Finally tagless and abstract relational Algebra

Hi, I'm still trying to build an *abstract* Relation Algebra using the finally tagless style. My guess is that finally tagless style allows one to create a syntax without any initial dependency to an implementation. Ie. once one has created the syntax in this style one can then proceed to construct terms. So this is my goal, create a syntax for relational algebra, express an abstract relational algorithm in this syntax and worry about implementation / compilation / evaluation *later*. But at least being able to express a correctly typed term. I presume I will need to employ HList at some point, but I'm not entirely certain where. Will I need it at the very beginning, as constrains in the syntax so that only correct abstract terms can be built, or will I need it in on of the interpreters / compilers later? Günther

Günther Schmidt wrote:
My guess is that finally tagless style allows one to create a syntax without any initial dependency to an implementation. Ie. once one has created the syntax in this style one can then proceed to construct terms. Yes.
So this is my goal, create a syntax for relational algebra, express an abstract relational algorithm in this syntax and worry about implementation / compilation / evaluation *later*. But at least being able to express a correctly typed term. Good plan. But syntax design is hard, whatever style you choose.
I presume I will need to employ HList at some point, but I'm not entirely certain where. Will I need it at the very beginning, as constrains in the syntax so that only correct abstract terms can be built, or will I need it in on of the interpreters / compilers later? You will not need HList for constraining the syntax -- Haskell's type system should already provide all you need to constrain the syntax. In fact, in tagless final style (rather than in initial style), for the lambda calculus you don't even need GADTs to deal with exotic terms!
Why do you think you'll have to use HList? While HList is great, in this particular instance, I don't think you'll need it. Jacques

Hi Jacques, well in short my post is supposed to pretty much lay bare my lack of understanding of the problem I try to solve, with the hope that someone is willing to fill the gaps. I do know that I could express my algorithms via list-comprehension or in a List Monad, all using tuples. And that would be concrete and grossly inefficient. But I also wouldn't be able to express an incorrectly typed term *thanks* to using tuples. So how would it be possible to express selecting /field/ b from /record/ x and field c from record y, creating record z, while making sure that record x does have field b and record y does have field c? I mean design a syntax for it? Günther Am 28.12.09 16:15, schrieb Jacques Carette:
Günther Schmidt wrote:
My guess is that finally tagless style allows one to create a syntax without any initial dependency to an implementation. Ie. once one has created the syntax in this style one can then proceed to construct terms.
Yes.
So this is my goal, create a syntax for relational algebra, express an abstract relational algorithm in this syntax and worry about implementation / compilation / evaluation *later*. But at least being able to express a correctly typed term.
Good plan. But syntax design is hard, whatever style you choose.
I presume I will need to employ HList at some point, but I'm not entirely certain where. Will I need it at the very beginning, as constrains in the syntax so that only correct abstract terms can be built, or will I need it in on of the interpreters / compilers later?
You will not need HList for constraining the syntax -- Haskell's type system should already provide all you need to constrain the syntax. In fact, in tagless final style (rather than in initial style), for the lambda calculus you don't even need GADTs to deal with exotic terms!
Why do you think you'll have to use HList? While HList is great, in this particular instance, I don't think you'll need it.
Jacques

I do know that I could express my algorithms via list-comprehension or in a List Monad, all using tuples. And that would be concrete and grossly inefficient. You should probably tell us what these algorithms accomplish, rather
Günther Schmidt wrote: than how one implementation goes. From a higher-level view of what you're trying to do [but not as high as saying 'implement abstract relational algebra'], it will be easier to give concrete advice.
So how would it be possible to express selecting /field/ b from /record/ x and field c from record y, creating record z, while making sure that record x does have field b and record y does have field c?
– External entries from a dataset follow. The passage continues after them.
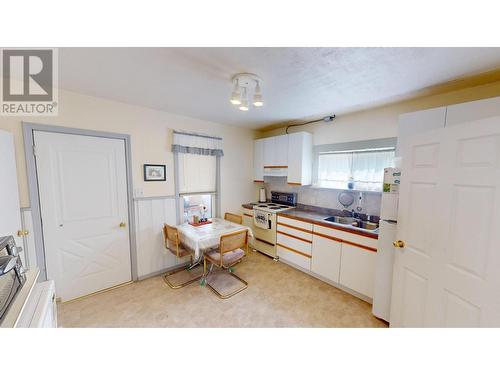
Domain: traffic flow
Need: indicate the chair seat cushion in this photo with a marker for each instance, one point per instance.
(182, 251)
(228, 258)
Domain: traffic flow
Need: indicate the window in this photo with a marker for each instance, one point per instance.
(197, 184)
(193, 204)
(364, 168)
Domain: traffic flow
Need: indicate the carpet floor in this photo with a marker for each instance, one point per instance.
(277, 296)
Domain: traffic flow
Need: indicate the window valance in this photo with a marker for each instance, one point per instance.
(199, 144)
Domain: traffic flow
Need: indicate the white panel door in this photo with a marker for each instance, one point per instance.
(447, 274)
(10, 217)
(83, 198)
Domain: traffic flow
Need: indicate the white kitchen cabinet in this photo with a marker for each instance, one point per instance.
(258, 160)
(276, 151)
(281, 150)
(299, 158)
(269, 152)
(357, 269)
(326, 258)
(294, 242)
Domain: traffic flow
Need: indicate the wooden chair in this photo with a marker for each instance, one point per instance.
(234, 218)
(232, 248)
(173, 244)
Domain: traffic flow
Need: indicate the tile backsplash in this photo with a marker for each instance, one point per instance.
(320, 197)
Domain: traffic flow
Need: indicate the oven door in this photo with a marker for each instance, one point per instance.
(9, 287)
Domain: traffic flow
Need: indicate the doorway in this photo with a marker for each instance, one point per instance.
(80, 191)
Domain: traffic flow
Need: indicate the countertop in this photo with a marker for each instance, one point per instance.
(317, 216)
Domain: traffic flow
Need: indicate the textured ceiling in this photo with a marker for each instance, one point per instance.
(297, 82)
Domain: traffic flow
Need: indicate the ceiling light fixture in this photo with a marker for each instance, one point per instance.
(242, 84)
(257, 96)
(244, 100)
(236, 95)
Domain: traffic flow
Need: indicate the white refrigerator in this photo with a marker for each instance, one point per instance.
(385, 250)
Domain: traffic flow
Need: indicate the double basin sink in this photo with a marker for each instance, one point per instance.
(353, 222)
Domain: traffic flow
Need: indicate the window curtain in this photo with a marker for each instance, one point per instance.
(334, 170)
(366, 169)
(197, 144)
(197, 161)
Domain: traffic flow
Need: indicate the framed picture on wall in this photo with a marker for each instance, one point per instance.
(155, 172)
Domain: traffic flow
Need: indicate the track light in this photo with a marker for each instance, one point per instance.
(236, 95)
(244, 82)
(257, 96)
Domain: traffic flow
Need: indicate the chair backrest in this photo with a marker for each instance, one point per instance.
(233, 217)
(171, 234)
(233, 241)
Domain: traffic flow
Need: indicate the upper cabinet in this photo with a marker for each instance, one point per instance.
(299, 158)
(281, 151)
(287, 155)
(258, 160)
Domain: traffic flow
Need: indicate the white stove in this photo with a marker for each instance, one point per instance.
(264, 220)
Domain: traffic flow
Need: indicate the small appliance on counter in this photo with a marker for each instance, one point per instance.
(385, 252)
(262, 195)
(264, 219)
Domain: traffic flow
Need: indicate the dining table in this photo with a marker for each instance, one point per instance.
(205, 237)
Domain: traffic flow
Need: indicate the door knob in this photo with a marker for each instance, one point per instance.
(398, 243)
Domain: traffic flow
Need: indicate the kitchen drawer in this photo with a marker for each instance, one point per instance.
(357, 269)
(295, 232)
(293, 243)
(294, 258)
(354, 239)
(301, 225)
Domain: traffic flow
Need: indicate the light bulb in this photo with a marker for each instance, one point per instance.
(257, 97)
(235, 98)
(257, 100)
(244, 101)
(236, 95)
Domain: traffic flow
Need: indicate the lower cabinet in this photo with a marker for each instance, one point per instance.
(357, 269)
(344, 258)
(288, 255)
(326, 256)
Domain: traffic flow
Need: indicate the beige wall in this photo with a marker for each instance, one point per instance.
(151, 135)
(382, 122)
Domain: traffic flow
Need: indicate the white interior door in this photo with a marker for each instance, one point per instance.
(83, 199)
(447, 275)
(10, 216)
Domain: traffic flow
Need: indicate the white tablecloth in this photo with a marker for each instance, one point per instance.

I mean design a syntax for it? Perhaps you should tell us why you think you need records at all, and record sub-typing to boot. You might well be right, but the higher-level requirements will have a much bigger influence on the design than anything else.
Jacques

Dear Jacques, I'll try to explain by a concrete example and what I'm hoping to achieve. my app imports 4 CSV files, generated from a hospital's IT system and nationally standardized (Germany). Theses 4 files contain records of how much money the hospital received for a patient, when he was initial admitted, what kind of procedures a patient had and when, his transfers and stays from departments within the hospital and his initial admission date. The common key in all these different kind of records is a patient's case-id. From all this information and more I calculate through a very complicated scheme a departments share of the revenue created for a individual patient. Well not even patients as such but rather hospital-case. The scheme is rather complicated and a bit of a moving target, because the auditors in a hospital do have the possibility to redistribute shares from one department to another. For instance revenue shares on surgical procedures may be redistributed from a non-surgical department to a surgical one and so on. Initially I had simply imported the CSV files into empty tables in a database and done the calculations directly in SQL, never ever again! The algorithms for looking up values in one table and matching them with the next, and sometimes creating new values, for instance figuring out in which department a patient had which procedures, those I'd like to express concisely and abstractly. Because I may or may not choose to evaluate the algorithm then to in-memory haskell code, using Maps or what-have-you or to compile to SQL, or whatever. But my 1st goal here is to express the algorithm. I figure if I have to change the abstract algorithm due to new requirements (but not the syntax), the concrete and probably more elaborate implementation follows suit automatically. Günther Am 28.12.09 17:49, schrieb Jacques Carette:
Günther Schmidt wrote:
I do know that I could express my algorithms via list-comprehension or in a List Monad, all using tuples. And that would be concrete and grossly inefficient.
You should probably tell us what these algorithms accomplish, rather than how one implementation goes. From a higher-level view of what you're trying to do [but not as high as saying 'implement abstract relational algebra'], it will be easier to give concrete advice.
So how would it be possible to express selecting /field/ b from /record/ x and field c from record y, creating record z, while making sure that record x does have field b and record y does have field c? I mean design a syntax for it?
Perhaps you should tell us why you think you need records at all, and record sub-typing to boot. You might well be right, but the higher-level requirements will have a much bigger influence on the design than anything else.
Jacques

Günther Schmidt wrote:
Initially I had simply imported the CSV files into empty tables in a database and done the calculations directly in SQL, never ever again!
[snip]
But my 1st goal here is to express the algorithm.
Sounds like you want a better DSL than SQL. You're in massive company. Conal gives a lot of useful advice on DSL design. One way to start is to articulate existing pain. Where and why is SQL painful? Another trick is to work backwards: What kind of code do you really want to write? Whether you employ GADTs, initial datatypes, finally-tagless codata, etc. isn't really relevant at this stage. Prematurely latching on to a particular tool gets everything treated like a nail, even when they're nowhere close. -- View this message in context: http://old.nabble.com/Finally-tagless-and-abstract-relational-Algebra-tp2694... Sent from the Haskell - Haskell-Cafe mailing list archive at Nabble.com.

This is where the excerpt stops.